Complications to Be Aware Of
Roughly 10 to 20% of people with peptic ulcers develop a complication. The three most serious are bleeding, perforation, and obstruction.
- Bleeding happens when the ulcer erodes into a blood vessel. Signs include vomiting material that looks like coffee grounds, or black, tarry stools. Slow bleeding may show up only as fatigue and anemia over time.
- Perforation means the ulcer has eaten entirely through the stomach wall, allowing stomach contents to leak into the abdominal cavity. This causes sudden, severe abdominal pain and requires emergency surgery.
- Gastric outlet obstruction occurs when swelling or scarring from a chronic ulcer blocks the passage between the stomach and the small intestine, leading to persistent vomiting and inability to keep food down.
All three complications are medical emergencies. The good news is that with proper treatment, most ulcers heal completely before reaching this stage.
Diet and Lifestyle: What Actually Matters
There’s a longstanding belief that spicy foods cause ulcers or that drinking milk helps heal them. Neither is supported by evidence. The National Institute of Diabetes and Digestive and Kidney Diseases states plainly that diet and nutrition have not been found to play an important role in causing, preventing, or treating peptic ulcers, and doctors do not recommend a special diet for ulcer patients.
That said, some people notice that certain foods or drinks (alcohol, coffee, acidic foods) worsen their symptoms. Avoiding personal triggers while the ulcer heals is reasonable, but it’s the medication, not dietary changes, that does the actual healing. Smoking is one lifestyle factor that genuinely matters: it slows ulcer healing and increases the risk of recurrence.

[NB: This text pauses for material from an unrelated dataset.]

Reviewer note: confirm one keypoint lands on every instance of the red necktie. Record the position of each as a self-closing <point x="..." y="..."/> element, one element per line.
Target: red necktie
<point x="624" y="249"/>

When Ulcers Keep Coming Back
Most gastric ulcers heal and don’t return once the underlying cause is addressed. Recurrent or unusually severe ulcers, especially those not linked to H. pylori or NSAIDs, may point to a rare condition called Zollinger-Ellison syndrome. In this condition, a small tumor (usually in the pancreas or upper intestine) produces excessive amounts of a hormone called gastrin, which drives the stomach to secrete far more acid than normal. Clues include ulcers that keep returning despite treatment, chronic diarrhea alongside ulcer symptoms, or a personal or family history of certain endocrine tumors. A blood test measuring fasting gastrin levels can help confirm or rule it out.